With the only habitable planet a lifetime away, the plan to reach it is to send off a crew, let them have kids who will then become the crew, and then their kids' kids (also crew) will be the ones to reach the planet. To stop the original kids from freaking out over leaving Earth behind and being confined on a spaceship, they'll be given
virtual reality headsets no knowledge of what they're missing, being bred in test tubes from Earth's best and brightest then raised in shipping containers until they're sent into space.
To help them leave on their mission earlier (and because he's got nothing keeping him on Earth), their teacher Richard (Colin Farrell) goes with them to supervise, because obviously having a single solitary authority figure on a ship that'll soon be full of teenagers couldn't possibly cause problems.
But just in case, they're all constantly dosed with "blue", a drug that keeps them sexless robots, which works just fine until somebody realises they're on board a closed system and blue is toxic to plants. Earth spent a decade putting this mission together and nobody picked up on that?
When best buds Christopher (Tye Sheridan) and Zac (Foinn Whitehead) finally figure it out (why do they only notice it a decade into their mission?), they're not impressed. "Decrease pleasure?" says Zac, "I want to increase pleasure!". Coming from the chief engineer on a spaceship billions of miles from anywhere, this is A Bad Sign. Before you know it, he's tipping his Blue down the sink, getting high on life, checking out Sela (Lily-Rose Depp) and making everyone else think they probably should have put a few online courses on consent on the ship's mainframe.
Pretty much everything you can think of that could go wrong promptly does, though some of the mishaps they encounter may be more to do with their hyperactive imaginations than what they're really facing. And speaking of hyperactive imaginations, while the trailers for this promised a whole lot of Freaky Space Orgies (c'mon, what else are the kids going to get up to? They don't even have TV), this limits itself to a bunch of lustful stares, some intense hand holding and one (1) single sex session on a piece of gym equipment.
(then again, these are kids whose idea of a good time is sniffing sage and running down the corridors: figuring out how to bone on a weight bench is the kind of initiative mission control would be proud of)
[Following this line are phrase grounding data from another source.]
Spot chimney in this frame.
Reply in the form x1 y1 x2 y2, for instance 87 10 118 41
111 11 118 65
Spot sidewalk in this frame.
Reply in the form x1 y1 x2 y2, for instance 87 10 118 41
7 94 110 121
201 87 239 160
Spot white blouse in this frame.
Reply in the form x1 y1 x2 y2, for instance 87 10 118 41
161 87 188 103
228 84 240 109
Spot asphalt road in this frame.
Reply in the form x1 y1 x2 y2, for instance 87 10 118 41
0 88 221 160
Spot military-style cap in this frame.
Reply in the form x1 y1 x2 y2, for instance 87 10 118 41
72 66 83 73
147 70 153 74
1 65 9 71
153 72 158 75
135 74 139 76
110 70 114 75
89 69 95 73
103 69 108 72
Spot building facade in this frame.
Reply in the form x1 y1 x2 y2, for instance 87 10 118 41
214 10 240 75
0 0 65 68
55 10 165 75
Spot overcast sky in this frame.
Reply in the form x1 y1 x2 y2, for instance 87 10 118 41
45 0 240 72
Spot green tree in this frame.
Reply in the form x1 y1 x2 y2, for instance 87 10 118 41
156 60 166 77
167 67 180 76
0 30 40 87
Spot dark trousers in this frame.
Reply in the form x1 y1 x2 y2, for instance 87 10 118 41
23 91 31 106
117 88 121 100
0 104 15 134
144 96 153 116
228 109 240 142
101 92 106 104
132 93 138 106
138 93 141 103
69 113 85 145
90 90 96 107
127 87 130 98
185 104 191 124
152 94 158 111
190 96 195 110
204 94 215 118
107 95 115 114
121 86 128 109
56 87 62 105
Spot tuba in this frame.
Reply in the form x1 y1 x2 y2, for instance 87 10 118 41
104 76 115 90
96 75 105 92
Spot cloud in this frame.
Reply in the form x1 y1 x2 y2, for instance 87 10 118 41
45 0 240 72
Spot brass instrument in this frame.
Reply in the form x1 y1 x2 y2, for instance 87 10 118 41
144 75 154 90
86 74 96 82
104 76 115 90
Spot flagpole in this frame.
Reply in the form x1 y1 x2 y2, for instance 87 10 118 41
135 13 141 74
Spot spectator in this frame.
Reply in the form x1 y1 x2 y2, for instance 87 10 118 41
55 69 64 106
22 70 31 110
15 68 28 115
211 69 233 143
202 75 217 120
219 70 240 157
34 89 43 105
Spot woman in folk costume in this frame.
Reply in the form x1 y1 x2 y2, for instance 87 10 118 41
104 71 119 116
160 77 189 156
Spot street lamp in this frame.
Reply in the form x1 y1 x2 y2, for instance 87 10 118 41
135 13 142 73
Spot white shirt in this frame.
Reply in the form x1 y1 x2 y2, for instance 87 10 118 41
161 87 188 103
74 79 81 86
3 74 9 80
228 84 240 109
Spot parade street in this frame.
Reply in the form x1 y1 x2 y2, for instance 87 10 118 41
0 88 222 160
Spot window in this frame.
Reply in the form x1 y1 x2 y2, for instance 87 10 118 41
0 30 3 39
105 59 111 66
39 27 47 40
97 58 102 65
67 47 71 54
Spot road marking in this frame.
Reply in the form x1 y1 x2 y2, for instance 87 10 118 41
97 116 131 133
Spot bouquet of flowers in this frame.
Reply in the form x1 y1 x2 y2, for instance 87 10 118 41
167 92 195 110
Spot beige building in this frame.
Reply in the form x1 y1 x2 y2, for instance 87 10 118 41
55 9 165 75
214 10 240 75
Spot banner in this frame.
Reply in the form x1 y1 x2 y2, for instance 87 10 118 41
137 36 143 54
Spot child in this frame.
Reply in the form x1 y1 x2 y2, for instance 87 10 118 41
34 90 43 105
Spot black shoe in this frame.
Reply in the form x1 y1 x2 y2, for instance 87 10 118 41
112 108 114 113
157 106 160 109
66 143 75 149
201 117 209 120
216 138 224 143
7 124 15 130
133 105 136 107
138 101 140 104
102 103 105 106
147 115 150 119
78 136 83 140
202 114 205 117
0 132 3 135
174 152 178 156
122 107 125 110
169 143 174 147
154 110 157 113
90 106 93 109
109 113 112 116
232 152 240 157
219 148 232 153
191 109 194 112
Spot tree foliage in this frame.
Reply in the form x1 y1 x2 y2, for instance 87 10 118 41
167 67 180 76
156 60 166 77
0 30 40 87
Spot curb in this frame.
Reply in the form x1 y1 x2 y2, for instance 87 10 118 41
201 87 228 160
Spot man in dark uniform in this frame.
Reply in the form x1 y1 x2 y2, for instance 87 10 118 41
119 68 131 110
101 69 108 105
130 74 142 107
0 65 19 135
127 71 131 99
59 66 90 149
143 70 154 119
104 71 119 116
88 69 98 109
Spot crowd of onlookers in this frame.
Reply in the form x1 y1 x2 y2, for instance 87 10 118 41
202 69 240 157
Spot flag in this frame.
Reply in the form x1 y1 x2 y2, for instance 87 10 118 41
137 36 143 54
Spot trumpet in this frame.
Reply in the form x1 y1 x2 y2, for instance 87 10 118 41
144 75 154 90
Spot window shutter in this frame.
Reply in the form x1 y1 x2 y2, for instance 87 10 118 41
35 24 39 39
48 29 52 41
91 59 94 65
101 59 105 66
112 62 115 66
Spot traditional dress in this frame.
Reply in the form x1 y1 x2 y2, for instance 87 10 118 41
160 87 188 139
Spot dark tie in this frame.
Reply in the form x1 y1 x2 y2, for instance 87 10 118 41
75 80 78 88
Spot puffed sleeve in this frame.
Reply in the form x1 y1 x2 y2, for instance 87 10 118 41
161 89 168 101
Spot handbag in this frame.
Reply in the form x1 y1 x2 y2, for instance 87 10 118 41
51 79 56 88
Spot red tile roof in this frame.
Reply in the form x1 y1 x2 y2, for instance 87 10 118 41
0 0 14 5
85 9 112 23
This occasionally teeters on the verge of delivering something really nuts (largely in the form of brief bizarro montages as the kids finally access their full emotions), but it's basically Lord of the Flies in Space mixed in with Rise of A Space Trump. If nothing else, the last four years of US politics have given us all a fairly extensive course in how would-be demagogues use enemies both real and imagined to unite their base, and that's one more thing this spaceship has taken on board.
Still, despite being set entirely inside a bunch of bland corridors and visually unimpressive rooms, this manages to be somewhat engaging on a fairly basic level. That's largely thanks to committed performances from a cast that deserve better and a script that never realises its potential lunacy but still manages to set up then pay off a string of moderately interesting developments.
Teens have sex, hot dudes go shirtless, someone goes out the airlock; mission accomplished.